Petty Officer 1st Class Michael Austin, a Navy reservist from Seattle, watches Petty Officer 3rd Class Yuzuru Yoshimura of the Japan Maritime Self-Defense Force jot down new words he learned from Austin during a recent English class at the Japanese Maritime Self-Defense Force’s Okinawa Base on White Beach. (Chiyomi Sumida / S&S)

WHITE BEACH, Okinawa — As cultural exchanges and learning experiences go, the program at White Beach every other Wednesday couldn’t be more low-key, low-tech or simple.

That may be what has helped make it such a long-running success — that plus the relatively rare opportunity the program affords participants to get to know colleagues doing the same work, but for another country.

Every other week, Japanese Maritime Self-Defense Force members get together to study English with U.S. Navy volunteers visiting from the base next door. A class started quietly one recent Wednesday afternoon, in an office with a panoramic view of the Pacific Ocean.
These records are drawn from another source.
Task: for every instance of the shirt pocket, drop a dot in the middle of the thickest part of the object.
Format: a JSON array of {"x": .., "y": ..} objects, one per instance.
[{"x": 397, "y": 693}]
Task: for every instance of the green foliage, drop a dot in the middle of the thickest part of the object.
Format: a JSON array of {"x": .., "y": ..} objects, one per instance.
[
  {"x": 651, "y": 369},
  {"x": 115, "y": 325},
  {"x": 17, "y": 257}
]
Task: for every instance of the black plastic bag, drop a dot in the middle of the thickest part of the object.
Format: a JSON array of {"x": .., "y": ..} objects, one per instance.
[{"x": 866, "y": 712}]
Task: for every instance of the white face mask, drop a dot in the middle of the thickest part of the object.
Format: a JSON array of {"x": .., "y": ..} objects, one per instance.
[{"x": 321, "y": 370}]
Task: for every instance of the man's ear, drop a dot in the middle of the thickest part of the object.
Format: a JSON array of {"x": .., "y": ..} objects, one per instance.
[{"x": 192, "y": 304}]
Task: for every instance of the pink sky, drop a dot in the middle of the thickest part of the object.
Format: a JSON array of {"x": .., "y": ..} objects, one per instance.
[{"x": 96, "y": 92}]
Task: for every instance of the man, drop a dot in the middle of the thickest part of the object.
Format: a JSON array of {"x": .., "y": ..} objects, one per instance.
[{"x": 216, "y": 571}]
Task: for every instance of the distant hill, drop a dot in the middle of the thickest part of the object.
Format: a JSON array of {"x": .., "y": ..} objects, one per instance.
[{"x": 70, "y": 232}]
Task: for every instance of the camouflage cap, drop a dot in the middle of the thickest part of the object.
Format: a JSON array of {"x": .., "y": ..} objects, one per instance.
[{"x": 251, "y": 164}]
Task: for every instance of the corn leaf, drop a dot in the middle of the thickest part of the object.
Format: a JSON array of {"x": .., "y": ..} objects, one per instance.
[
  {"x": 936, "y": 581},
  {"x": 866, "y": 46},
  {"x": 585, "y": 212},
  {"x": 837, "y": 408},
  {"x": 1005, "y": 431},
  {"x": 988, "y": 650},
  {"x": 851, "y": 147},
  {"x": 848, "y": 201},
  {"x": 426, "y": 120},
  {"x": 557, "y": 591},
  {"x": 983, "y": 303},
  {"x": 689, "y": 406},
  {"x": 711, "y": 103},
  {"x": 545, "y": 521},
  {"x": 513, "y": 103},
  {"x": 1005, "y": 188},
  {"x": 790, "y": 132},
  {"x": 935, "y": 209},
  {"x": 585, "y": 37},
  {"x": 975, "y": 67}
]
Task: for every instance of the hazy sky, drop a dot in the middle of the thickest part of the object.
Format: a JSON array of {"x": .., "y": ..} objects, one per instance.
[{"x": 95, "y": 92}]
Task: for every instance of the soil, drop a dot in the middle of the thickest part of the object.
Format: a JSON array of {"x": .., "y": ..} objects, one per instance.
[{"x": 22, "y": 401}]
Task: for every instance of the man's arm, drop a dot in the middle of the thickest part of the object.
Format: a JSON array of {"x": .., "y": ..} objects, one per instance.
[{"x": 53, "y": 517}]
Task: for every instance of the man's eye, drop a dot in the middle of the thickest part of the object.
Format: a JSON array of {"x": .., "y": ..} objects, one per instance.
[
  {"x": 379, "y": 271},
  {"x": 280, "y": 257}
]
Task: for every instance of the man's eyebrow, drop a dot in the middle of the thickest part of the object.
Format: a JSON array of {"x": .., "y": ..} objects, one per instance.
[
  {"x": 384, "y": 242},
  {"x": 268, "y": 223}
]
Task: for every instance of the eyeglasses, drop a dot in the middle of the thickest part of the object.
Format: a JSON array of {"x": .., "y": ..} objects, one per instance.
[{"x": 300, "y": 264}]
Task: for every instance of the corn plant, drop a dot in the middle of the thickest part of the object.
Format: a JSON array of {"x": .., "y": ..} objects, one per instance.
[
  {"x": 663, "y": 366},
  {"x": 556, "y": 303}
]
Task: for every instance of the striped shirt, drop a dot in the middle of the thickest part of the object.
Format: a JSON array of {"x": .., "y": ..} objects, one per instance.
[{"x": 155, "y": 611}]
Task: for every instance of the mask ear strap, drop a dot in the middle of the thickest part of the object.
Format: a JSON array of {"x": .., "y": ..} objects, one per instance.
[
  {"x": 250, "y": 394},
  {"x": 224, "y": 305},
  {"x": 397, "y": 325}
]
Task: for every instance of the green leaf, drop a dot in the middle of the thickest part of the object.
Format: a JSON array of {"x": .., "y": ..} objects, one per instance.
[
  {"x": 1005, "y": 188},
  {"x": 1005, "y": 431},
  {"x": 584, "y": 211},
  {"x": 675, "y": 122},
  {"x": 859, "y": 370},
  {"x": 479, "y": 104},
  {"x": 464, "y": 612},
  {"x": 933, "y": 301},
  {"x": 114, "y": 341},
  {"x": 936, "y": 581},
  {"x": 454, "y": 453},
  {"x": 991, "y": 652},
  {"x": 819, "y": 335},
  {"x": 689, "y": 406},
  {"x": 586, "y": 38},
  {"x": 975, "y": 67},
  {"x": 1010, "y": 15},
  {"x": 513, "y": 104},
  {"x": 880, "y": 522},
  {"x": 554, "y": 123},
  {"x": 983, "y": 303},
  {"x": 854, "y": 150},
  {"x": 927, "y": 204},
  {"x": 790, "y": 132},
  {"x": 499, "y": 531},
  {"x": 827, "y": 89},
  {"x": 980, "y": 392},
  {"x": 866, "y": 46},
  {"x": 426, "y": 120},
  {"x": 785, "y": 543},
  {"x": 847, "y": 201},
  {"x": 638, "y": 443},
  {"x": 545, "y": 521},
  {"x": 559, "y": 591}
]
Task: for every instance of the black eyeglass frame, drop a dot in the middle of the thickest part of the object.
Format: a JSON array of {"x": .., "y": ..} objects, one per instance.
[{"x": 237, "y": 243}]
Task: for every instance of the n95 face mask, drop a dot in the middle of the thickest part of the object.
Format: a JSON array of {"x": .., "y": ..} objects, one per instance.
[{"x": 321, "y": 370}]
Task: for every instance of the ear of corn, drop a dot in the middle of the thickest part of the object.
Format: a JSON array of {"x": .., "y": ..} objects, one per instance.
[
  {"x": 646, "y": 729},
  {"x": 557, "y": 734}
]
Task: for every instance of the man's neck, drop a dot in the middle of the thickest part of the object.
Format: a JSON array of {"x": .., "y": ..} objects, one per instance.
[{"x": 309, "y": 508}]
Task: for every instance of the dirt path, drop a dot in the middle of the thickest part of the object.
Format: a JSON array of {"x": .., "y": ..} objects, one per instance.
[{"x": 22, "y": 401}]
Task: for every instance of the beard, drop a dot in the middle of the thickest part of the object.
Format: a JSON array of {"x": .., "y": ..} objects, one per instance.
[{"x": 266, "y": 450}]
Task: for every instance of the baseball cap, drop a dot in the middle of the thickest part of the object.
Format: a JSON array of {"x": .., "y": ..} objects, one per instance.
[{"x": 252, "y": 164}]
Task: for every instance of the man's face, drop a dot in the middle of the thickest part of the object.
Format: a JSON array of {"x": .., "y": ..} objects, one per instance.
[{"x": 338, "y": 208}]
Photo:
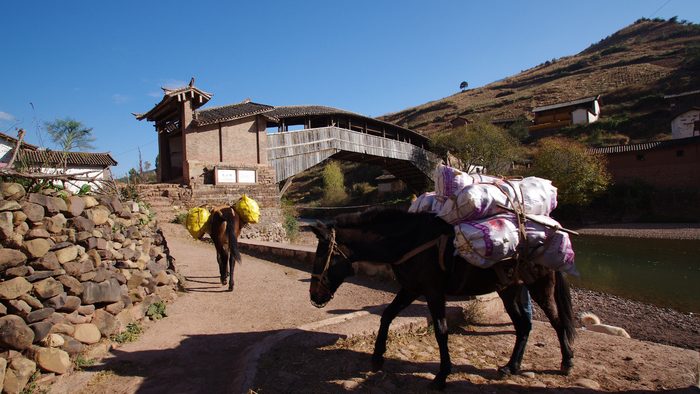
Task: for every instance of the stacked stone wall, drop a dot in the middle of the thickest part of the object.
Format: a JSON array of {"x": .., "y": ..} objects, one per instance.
[{"x": 73, "y": 269}]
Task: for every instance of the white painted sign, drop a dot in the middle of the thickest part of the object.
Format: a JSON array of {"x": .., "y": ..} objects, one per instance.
[
  {"x": 226, "y": 176},
  {"x": 246, "y": 176}
]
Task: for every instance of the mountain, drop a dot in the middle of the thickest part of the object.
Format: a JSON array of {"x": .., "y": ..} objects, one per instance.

“There are no fixed textbooks for the class, and whoever can make it for the day comes to teach or learn,” said Robyn Tengan, community relations specialist for the U.S. Navy’s Commander Fleet Activities, Okinawa. That free arrangement is the key to the 7-year-old volunteer program’s success, she said.

Lt. j.g. Yuujirou Yoshida, class coordinator for the MSDF side, said that during a typical year, about 100 MSDF members stationed at White Beach take part in the program.

At a corner of a long table, Petty Officer 1st Class Michael Austin, a naval reservist from Seattle, listened intently as MSDF Petty Officer 3rd Class Yuzuru Yoshimura read sentences from a sheet of paper he brought with him.

Across from them sat Petty Officer 2nd Class Brian Barry, a naval reservist from San Antonio and MSDF Petty Officer 3rd Class Ryuichi Sakuraba.

“I’ve been coming to this class for the past six months,” Yoshimura said. “It is so much fun learning English from American Navy servicemembers.

“I enjoy the interaction with them, although I still cannot say everything I want to say in English.”

Barry, on Okinawa for a six-month deployment, said the Japanese sailors “show interest in American culture.”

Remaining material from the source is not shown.